Прохора отчасти пощадили. Ему только стерли воспоминания о двух днях в гостях на «летающем блюдце» или что там у наших гостей, а вот память о посещении клиники оставили. Так убедительнее. Ведь всю вину, как я и просил, возложили на дурака-гипнолога, вызвавшего у моего товарища сонм безумных видений, от которых приходилось спасаться не иначе, как руками матерых специалистов. Стася слезно поблагодарила, когда я сказал, изрядно кривя душой и лицом, что посещение клиники службы безопасности пойдет мужу на пользу. Вот только на встречу с Прохором не поехала, сослалась на кучу нерешенных дел еще с прошлого раза. Хорошо, что я отправлюсь к Проше, она к моменту нашего приезда освободится, будет встречать.

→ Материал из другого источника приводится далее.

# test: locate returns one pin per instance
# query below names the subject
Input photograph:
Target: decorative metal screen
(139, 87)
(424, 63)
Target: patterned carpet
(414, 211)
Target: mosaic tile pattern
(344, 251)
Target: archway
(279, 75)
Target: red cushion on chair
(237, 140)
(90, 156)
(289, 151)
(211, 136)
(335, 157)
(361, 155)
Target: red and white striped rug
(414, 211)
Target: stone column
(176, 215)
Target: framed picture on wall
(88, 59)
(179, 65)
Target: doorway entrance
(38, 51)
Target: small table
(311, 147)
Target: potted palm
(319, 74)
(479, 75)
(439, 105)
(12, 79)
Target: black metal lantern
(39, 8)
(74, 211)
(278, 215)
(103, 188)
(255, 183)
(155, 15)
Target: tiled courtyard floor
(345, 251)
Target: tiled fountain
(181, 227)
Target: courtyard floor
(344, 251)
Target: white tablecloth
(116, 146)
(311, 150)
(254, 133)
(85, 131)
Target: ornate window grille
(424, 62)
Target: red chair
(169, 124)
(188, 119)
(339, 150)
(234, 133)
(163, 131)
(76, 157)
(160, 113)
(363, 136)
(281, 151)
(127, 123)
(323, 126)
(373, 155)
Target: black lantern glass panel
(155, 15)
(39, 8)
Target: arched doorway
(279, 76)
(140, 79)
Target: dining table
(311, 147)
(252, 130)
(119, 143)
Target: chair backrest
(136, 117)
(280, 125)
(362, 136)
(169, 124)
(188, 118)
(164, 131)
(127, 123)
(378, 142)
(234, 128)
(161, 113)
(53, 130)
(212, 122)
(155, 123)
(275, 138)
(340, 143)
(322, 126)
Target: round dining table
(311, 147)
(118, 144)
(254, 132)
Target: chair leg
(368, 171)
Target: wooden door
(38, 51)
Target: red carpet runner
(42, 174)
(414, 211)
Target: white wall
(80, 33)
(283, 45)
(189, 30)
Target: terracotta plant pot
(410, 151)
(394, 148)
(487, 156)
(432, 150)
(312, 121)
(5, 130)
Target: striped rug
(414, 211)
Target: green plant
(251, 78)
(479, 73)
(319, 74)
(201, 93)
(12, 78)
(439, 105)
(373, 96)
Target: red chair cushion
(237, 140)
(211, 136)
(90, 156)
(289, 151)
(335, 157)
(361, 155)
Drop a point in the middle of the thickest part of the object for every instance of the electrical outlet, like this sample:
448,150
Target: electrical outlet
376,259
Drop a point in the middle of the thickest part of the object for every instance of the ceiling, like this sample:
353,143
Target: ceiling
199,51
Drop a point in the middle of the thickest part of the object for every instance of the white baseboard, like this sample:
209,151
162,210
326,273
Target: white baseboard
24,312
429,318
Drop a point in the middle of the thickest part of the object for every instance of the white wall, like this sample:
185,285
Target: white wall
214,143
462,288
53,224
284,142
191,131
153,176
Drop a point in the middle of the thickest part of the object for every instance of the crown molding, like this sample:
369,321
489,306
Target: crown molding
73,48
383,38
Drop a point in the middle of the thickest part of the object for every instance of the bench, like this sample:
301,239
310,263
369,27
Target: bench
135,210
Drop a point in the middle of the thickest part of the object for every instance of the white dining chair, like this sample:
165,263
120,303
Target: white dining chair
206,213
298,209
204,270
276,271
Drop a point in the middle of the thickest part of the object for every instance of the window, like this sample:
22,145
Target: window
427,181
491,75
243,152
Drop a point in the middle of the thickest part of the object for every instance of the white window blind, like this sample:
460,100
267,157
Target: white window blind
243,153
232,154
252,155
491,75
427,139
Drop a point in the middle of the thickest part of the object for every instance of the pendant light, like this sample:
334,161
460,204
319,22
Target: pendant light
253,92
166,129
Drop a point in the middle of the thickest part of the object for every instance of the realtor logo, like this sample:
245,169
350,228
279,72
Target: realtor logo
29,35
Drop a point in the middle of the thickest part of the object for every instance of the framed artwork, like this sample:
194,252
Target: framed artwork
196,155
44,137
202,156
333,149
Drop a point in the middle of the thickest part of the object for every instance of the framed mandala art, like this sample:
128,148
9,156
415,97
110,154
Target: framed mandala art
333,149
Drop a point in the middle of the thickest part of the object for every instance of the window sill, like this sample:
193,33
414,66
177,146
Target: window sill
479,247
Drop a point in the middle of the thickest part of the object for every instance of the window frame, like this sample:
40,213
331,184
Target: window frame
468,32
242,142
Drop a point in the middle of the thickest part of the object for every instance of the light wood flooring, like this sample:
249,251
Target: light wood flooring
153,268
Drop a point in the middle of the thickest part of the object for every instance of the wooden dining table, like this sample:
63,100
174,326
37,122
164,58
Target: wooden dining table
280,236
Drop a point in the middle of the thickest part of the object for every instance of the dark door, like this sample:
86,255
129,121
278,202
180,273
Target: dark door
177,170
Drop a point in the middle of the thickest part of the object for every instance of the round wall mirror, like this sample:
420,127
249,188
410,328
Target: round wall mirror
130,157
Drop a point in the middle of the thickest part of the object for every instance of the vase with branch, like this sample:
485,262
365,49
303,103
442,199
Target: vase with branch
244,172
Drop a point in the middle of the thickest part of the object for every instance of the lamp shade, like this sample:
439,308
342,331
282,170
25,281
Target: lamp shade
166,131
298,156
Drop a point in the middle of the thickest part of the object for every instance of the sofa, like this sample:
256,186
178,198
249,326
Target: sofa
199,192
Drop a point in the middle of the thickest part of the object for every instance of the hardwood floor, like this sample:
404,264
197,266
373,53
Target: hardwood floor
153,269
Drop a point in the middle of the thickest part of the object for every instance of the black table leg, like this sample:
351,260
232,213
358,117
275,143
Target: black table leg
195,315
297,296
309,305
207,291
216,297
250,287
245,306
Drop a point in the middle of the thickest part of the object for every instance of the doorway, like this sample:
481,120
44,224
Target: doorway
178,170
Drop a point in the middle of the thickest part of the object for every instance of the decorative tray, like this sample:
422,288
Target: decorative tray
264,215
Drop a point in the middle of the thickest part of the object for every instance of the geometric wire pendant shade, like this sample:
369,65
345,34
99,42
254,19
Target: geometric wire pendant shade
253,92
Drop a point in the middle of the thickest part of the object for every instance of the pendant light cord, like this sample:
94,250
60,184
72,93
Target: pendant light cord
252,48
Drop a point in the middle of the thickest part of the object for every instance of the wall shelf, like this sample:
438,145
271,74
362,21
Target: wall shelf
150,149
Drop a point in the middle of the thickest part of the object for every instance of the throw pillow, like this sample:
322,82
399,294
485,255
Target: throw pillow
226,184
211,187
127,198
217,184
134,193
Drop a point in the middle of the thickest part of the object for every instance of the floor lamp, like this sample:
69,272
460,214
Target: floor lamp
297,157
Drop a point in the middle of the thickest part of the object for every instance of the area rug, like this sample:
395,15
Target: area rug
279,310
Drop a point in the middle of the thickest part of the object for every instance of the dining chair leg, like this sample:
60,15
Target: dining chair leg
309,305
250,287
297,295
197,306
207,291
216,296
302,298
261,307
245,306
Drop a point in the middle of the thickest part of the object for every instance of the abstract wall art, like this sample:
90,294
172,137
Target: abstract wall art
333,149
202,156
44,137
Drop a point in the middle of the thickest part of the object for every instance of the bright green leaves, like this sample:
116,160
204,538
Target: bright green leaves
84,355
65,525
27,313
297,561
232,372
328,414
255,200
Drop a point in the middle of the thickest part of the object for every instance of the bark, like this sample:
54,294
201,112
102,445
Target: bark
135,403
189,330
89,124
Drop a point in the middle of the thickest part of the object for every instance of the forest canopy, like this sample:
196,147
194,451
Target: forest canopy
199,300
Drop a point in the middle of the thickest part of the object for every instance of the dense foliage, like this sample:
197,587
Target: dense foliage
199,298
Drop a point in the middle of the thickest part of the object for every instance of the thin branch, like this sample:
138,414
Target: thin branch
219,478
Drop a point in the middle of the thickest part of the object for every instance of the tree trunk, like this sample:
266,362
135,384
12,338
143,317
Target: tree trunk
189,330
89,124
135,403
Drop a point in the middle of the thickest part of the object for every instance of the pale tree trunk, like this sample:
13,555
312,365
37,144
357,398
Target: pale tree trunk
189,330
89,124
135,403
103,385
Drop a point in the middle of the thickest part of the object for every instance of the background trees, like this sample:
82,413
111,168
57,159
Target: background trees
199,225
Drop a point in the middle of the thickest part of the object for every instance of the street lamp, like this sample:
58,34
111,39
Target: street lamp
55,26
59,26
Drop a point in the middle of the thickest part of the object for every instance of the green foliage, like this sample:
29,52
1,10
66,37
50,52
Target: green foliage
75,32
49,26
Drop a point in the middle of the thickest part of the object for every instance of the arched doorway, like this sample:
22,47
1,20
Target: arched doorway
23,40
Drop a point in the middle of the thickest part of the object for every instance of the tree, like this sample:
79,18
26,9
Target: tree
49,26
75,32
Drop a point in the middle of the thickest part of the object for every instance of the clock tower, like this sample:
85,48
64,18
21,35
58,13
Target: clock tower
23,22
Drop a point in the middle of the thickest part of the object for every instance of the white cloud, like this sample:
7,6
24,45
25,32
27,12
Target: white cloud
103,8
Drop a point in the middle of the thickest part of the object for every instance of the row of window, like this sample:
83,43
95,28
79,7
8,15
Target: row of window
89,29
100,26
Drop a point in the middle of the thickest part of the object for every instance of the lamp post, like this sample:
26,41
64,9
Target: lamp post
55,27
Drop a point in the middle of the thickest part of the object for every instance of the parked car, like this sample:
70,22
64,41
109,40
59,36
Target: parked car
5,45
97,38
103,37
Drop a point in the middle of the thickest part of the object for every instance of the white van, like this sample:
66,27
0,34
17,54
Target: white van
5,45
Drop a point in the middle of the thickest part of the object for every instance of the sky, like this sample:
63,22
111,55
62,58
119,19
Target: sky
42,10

Перед тем, как встретиться с Кондратьевым, я снова повидал Игоря. Спросил просто, что именно у него сумели найти. Тот покачал головой.
– Ну а смысл? Держали две недели, изучали, исследовали. А проку ни на грош. Как и раньше, как и пять, десять лет назад. Неужели не понятно, что пришельцы прекрасно знают, что их подопытных могут выловить и устроить им вот это… исследование?